Four Score And Seven Years Ago Time-With Frank Capra’s Mister Smith Goes To Washington (1939) In Mind
DVD Review
By Sam Lowell
Mister Smith Goes To Washington, starring Jimmy Stewart, Jean Arthur, Claude Rains, directed by Frank Capra, 1939
Recently I wrote a short review of a Cary Grant and Jean Arthur film, Talk of the Town, where I argued that while the film could certainly be held without any ado as a good example of a romantic comedy from the golden age of such films. I argued though that the film had more merit as a social drama since while there were plenty of light-hearted moments the theme of the virtue of the rule of law trumped the obvious romantic interest between the two stars (and add in a third player Ronald Colman as well). I am in a similar quandary on the film under review, Frank Capra’s Mister Smith Goes To Washington. In that previous review I noted that Frank Capra along with Preston Sturgis and George Stevens (I left the question of Howard Hawks to the reader’s choice) was one of the great directors of romantic comedy during the golden age of the genre in the later 1930s and early 1940s when anybody who had any sense knew the general population needed a little escapist humor with the onslaught of the Great Depression and the World War grinding them down. But I also argued that the subject matter-the threat to the rule of law which underscored the plot line made that film a vehicle for social drama as well.
I want to argue for a similar conclusion on this on. Here’s the play. A U.S. Senator, in an unnamed state but presumed to be out in the heartland where people overall were not as jaded as elsewhere and still believed in some of the old truths even in the late 1930s when America was going to hell in a handbasket, had died. The “bosses” who ran the state and ran the governor couldn’t decide on a suitable candidate and so one so-called apolitical do-gooder, one Jefferson Smith (already we can get the flags out with that name), played by Jimmy Stewart, got the nod. The assumption was that he would do the bidding of the organization while it was stealing everything that was not nailed down, specifically a big boondoggle dam project where everybody who was in on the deal would get well, including the senior Senator, Joe Paine, from the state, played by Claude Rains last seen in this space walking arm and arm with Humphrey Bogart in the fog after giving the Germans the “what for” in the classic film, Casablanca.
Of course old Jeff was the classic believer in good government, believed in the whole nine yards, probably believed that George Washington actually did chop down that cherry tree just like Parsons Weems said. Naïve, a babe in the woods, he got to Washington and was ready to serve with pride. Except he had this idea, this national boys’ camp idea that he planned to run through Congress as a way to instill true democratic values in future generations. (Girls, I guess, were just supposed to sit around and look pretty.) Problem, big problem in the end; the boys’ camp idea ran smack against the big dam boondoggle. The fight was on.

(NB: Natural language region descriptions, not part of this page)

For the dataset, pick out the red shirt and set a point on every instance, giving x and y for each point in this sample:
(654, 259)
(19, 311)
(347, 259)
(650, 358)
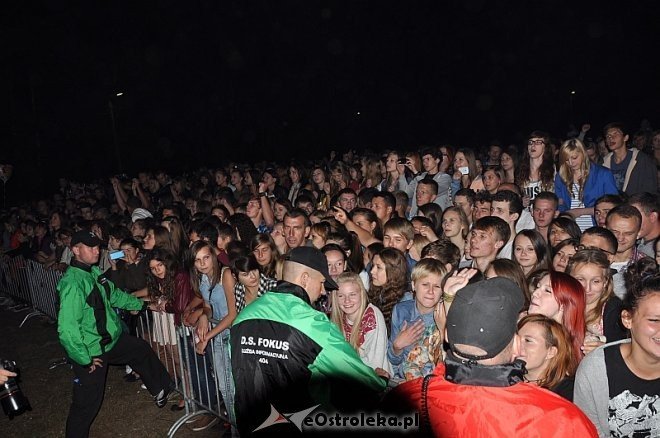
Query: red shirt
(521, 410)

I mentioned that this film could be a romantic comedy at some level. That idea would come into play when Jefferson brought his wised-up to the ways of Washington super- secretary Clarissa, played by heartland wised up Jean Arthur, into his orbit, got her on his side in the fight for the boys’ camp despite her cynicism after having been around the town a little too long. But get this, or rather get two things. This Jeff was not built to be a good old boy, to carry some boss’s water, he had fighting for lost causes in his bones, grabbed a few such genes from his father, a newspaperman shot when he got too close to the dark side of politics and couldn’t be bought. The other thing is that while Jeff had more illusions than anybody should be allowed to have and still be allowed within fifty miles of the Washington zip codes he was not a quitter. Stood up to the bosses and their stooges, including that Joe Paine who had been a friend of his father’s but who was being held up in this film as the consummate sell-out to the big interests.
Here is the really funny part. The way old Jeff won his battle was through an old-fashioned filibuster, you know he took and kept the floor until exhaustion set in to prove his point. Now since the time of the film, 1939, the filibuster has been used for less worthy fights like against civil rights legislation in the 1950s and 1960s and now to basically try to close down the government. So a filibuster seems an odd way now to make his point but there you have it. That pluck and Clarissa pulling for him from the sidelines. I mentioned in that The Talk of the Town review that that film was more of a social drama than a romantic comedy now that I have given you the “skinny” on this one I think this one follows that same path. You decide, okay.